The NEH averages around 1,210 applications per year for fellowships in the last five rounds of the competition, according to the NEH website.

Awarding an average of 80 fellowships per year with a funding rate of seven percent makes the fellowships among the most competitive humanities awards in the country.

“Fellowships from the National Endowment for the Humanities are very prestigious and difficult to obtain, so it is a true honor to have been selected as one of this year’s recipients,” Symes said.

Symes’ project is a book entitled,  “Activating Texts: Mediated Documents and Their Makers in Medieval Europe.”

She said that the fellowship not only gives her the time she needs to complete the book, but also a vote of confidence, which she finds valuable because her project is ambitious and potentially controversial.

“Knowing that experts in my field are excited about its implications and supportive of its goals is very gratifying,” she said.

Through the book, she aims to show the amount of different medieval texts that were created by historical actors— some who were illiterate— whose contributions to the documentary process have “since been silenced and forgotten.”

She said that this is not only true for obscure texts but very famous ones, like England’s Domesday Book and the Letters of Abelard and Heloise.

Because these texts have been separated from the original circumstances of their making, their contemporary meanings have been obscured, and so has knowledge of the media through which texts were negotiated and published, Symes said.

By returning documents to these lively and contested contexts, Symes calls for a radical reassessment of the ways that historians use written artifacts as historical sources.

“Although I focus on examples from western Europe in the 11th and 12th centuries,” Symes said, “My findings and methods are applicable to any era when the authority of the written word, and its media of dissemination, are undergoing rapid and unsettling changes — including our own internet age of social media and ‘fake news.’”

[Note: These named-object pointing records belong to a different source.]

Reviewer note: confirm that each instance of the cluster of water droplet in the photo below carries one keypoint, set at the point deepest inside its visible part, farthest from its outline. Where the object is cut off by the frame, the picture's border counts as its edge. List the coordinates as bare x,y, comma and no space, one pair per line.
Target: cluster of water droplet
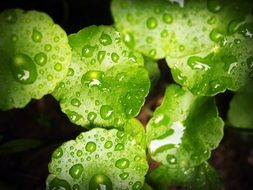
98,159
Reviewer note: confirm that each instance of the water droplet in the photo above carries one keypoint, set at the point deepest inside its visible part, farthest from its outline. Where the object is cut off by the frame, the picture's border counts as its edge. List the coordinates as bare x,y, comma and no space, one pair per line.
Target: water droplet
10,16
119,147
115,57
91,116
198,63
122,163
48,47
99,182
57,183
91,147
129,40
71,72
151,23
216,35
234,25
93,78
58,67
106,112
167,18
105,39
40,59
36,35
75,102
57,153
214,5
108,144
171,159
124,175
76,171
23,69
88,51
74,117
137,185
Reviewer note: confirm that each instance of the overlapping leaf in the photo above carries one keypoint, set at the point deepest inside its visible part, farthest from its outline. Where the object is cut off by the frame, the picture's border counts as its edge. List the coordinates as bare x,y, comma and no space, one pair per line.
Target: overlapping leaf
106,84
34,56
240,113
202,177
184,129
207,44
98,159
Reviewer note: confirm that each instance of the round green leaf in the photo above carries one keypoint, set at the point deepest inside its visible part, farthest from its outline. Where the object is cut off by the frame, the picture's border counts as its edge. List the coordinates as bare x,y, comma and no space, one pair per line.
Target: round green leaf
35,56
240,113
207,44
184,129
98,159
107,82
202,177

McDuffie’s project, entitled, “Marcus Garvey and the American Heartland, 1920-1980,” aims to look at Garveyism and the Universal Negro Improvement Association— the largest black protest movement in world history.

He will also show how they influenced the emergence of the U.S. industrial heartland as an epicenter of black internationalism.

By focusing on the contradictions and gendered contours of Garveyism, McDuffie intends to globalize African-American history and remodel the study of the African diaspora. He will also  acknowledge the importance of the heartland in shaping the history of the 20th century black world, extending from Cleveland and Chicago to the Caribbean and Liberia.